A new feature of my recent visits to some of our schools has been to learn about how children and staff are welcoming Ukrainian children to their community. The hospitality of our schools, reflecting the hospitality of individuals and families opening their doors to those whose lives have been traumatised by war and who overnight have lost everything by becoming refugees. Their plight has touched a chord in our common humanity.
The Ukrainian families we welcome today stand in a long line of those we have welcomed to this land over the centuries beginning in the modern era with French Huguenots who arrived on our shores in the late 17th century. Today they join those from Afghanistan, Syria, Iraq and elsewhere fleeing war, famine, and persecution for a place of safety, many of them in Gloucestershire helped through the extraordinary work of Gloucestershire Action for Refugees and Asylum Seekers, GARAS. The work of GARAS is focused on welcome, support, advocacy and for those formally recognised as refugees helping them settle into their long-term future in this country.
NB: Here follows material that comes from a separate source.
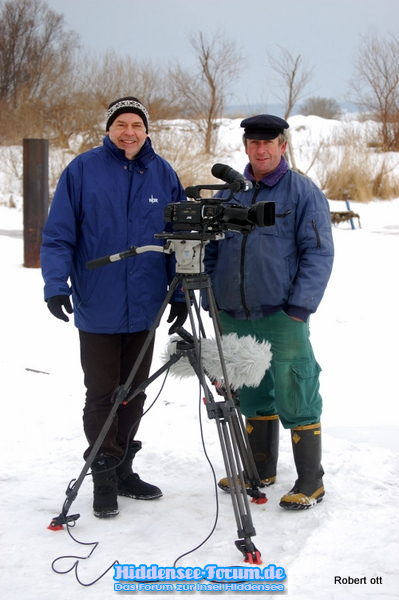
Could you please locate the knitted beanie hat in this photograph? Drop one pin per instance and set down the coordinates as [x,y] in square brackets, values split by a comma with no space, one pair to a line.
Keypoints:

GARAS, those families hosting refugees in their homes, our schools are visible reminders of the hospitality that at our best has been part of this nation’s heritage for generations. For those of us who seek to follow Jesus Christ, who was himself a refuge in Egypt, it is a reminder of the hospitality in which we are called to share.
The Bible accounts remind us that this is not straightforward. The world has been divided since the expulsion of Adam and Eve from paradise and the divisions of the tribes and the nations that followed, yet Christ’s birth, death and resurrection is focused on our call to be those who seek to return to the unity with which we were called, and the purpose for which we were created by the one in whom there is neither Jew nor Greek, slave nor free, male nor female but in whom we are all one (Galatians 3:28)
In the face of war and of all its consequences, not least those impacting our own economy and the lives of our families it is, I am convinced, more crucial than ever that we remember to practice the hospitality of our God and of Jesus Christ, that which who keep us true to what we are called to be in him.
I wonder how we might see this in our lives and those of our parishes, schools, chaplaincies, fresh expression, each of our communities this week?